Sunday, December 20, 2009
Another fun disaster
I don't know why I'm awake. Earlier today, at work, I was so tired, I tripped over something (twice) and fell down. Here it is, at 10:09pm, and I'm blogging.
Ah well. There's just not enough time in the day to do everything. I'm keenly aware, more to the point, that there's not enough time in an entire life to do everything. I probably will crash and burn sometime, though it sure felt like it was this afternoon, when I was bleary-eyed and falling to the floor. Second winds sure are something!
I just finished another fun disaster of a handspun (above). It's a thick and thin coiled yarn. It's simply a mess; completely overspun. If I take the skein off the niddy-noddy (that wooden object it's on, for those of you who don't know the lingo), it curls up up itself to the point of reducing in size by about half. Is it usable? Probably, for yet another funky hat or bag. "Funky" is an aesthetic that's great for problematic fiber.
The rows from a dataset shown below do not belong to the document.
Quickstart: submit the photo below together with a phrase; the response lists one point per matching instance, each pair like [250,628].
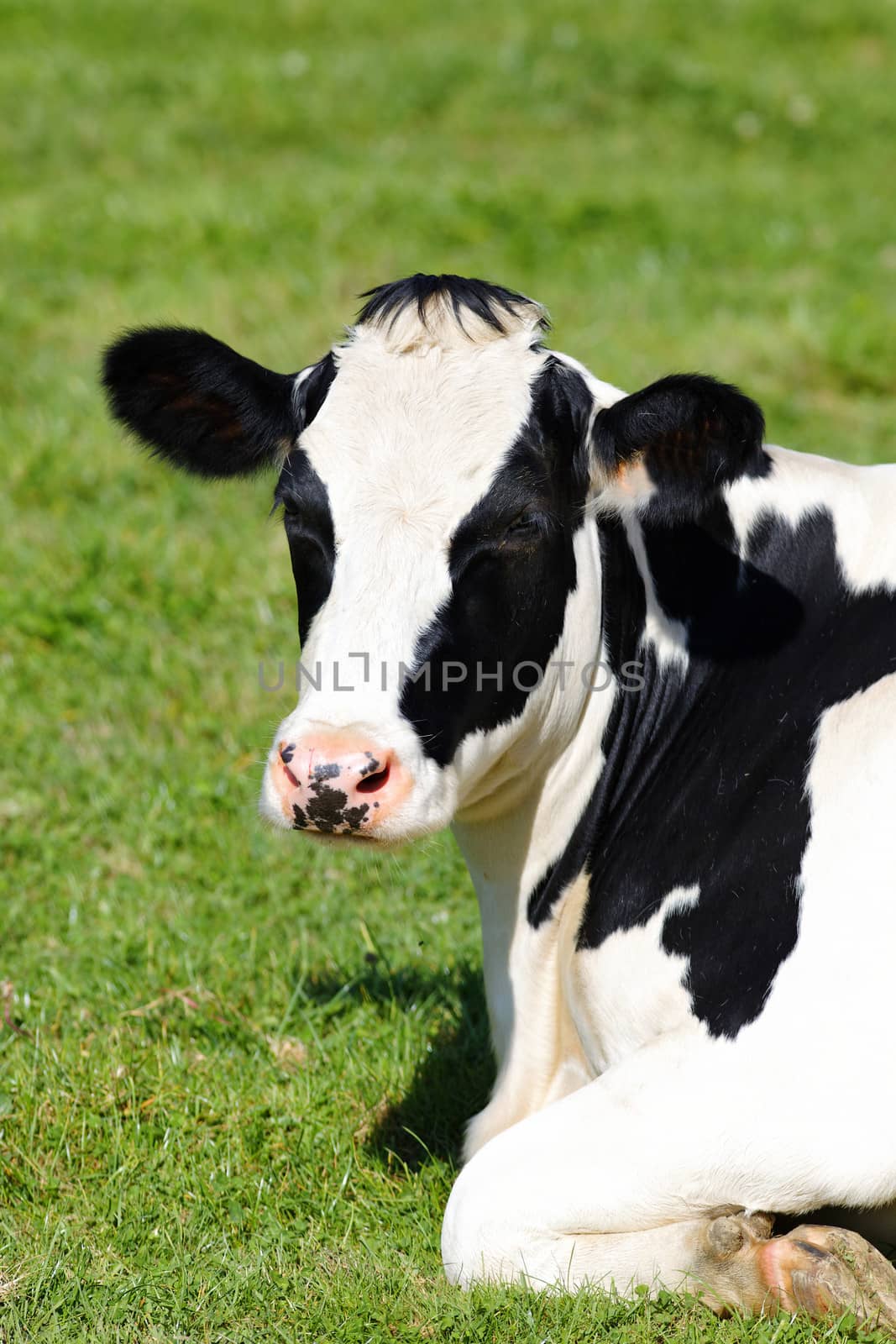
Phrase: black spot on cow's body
[707,766]
[327,811]
[308,522]
[512,568]
[328,770]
I must remind myself that I'm learning. I may know how to spin perfect looking fine fibers, but as far as "art yarn" goes, I'm a rank beginner. I learned a lot spinning this skein. I didn't quite understand the principle of it until I was about a yard away from finishing it up. Truth is, I've never even seen this type of yarn in person. I've only seen photographs (and they are lovely). I do wonder, in spite of the loveliness of a good thick and thin coiled yarn - what is it good for? I mean, what can one actually knit from it? It seems as if it's best use is a decorative wall hanging. Nonetheless, I am fascinated by the structure of it and want to be able to spin a good skein (or 100) of the stuff.
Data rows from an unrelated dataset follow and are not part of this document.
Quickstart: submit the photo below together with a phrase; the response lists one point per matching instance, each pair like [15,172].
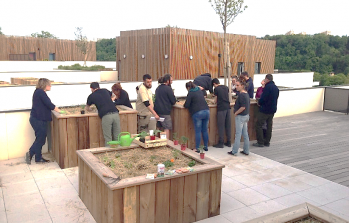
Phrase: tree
[44,34]
[82,43]
[227,10]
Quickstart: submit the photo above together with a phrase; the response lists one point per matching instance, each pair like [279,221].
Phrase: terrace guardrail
[336,99]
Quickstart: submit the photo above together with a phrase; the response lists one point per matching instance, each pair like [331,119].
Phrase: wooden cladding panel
[180,44]
[65,50]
By the way, I'm not obsessed with purple, green, and yellow. I just happened to get some very inexpensive halfway decent fiber that was dyed those colors. I've now used them up. Phew! Now I can move on to some new colors. The stuff is not soft, either. I'm glad to see the end of it, but grateful that it gave itself quite willingly to cheap practice without guilt. I'm saving the good stuff for when I know what I'm doing.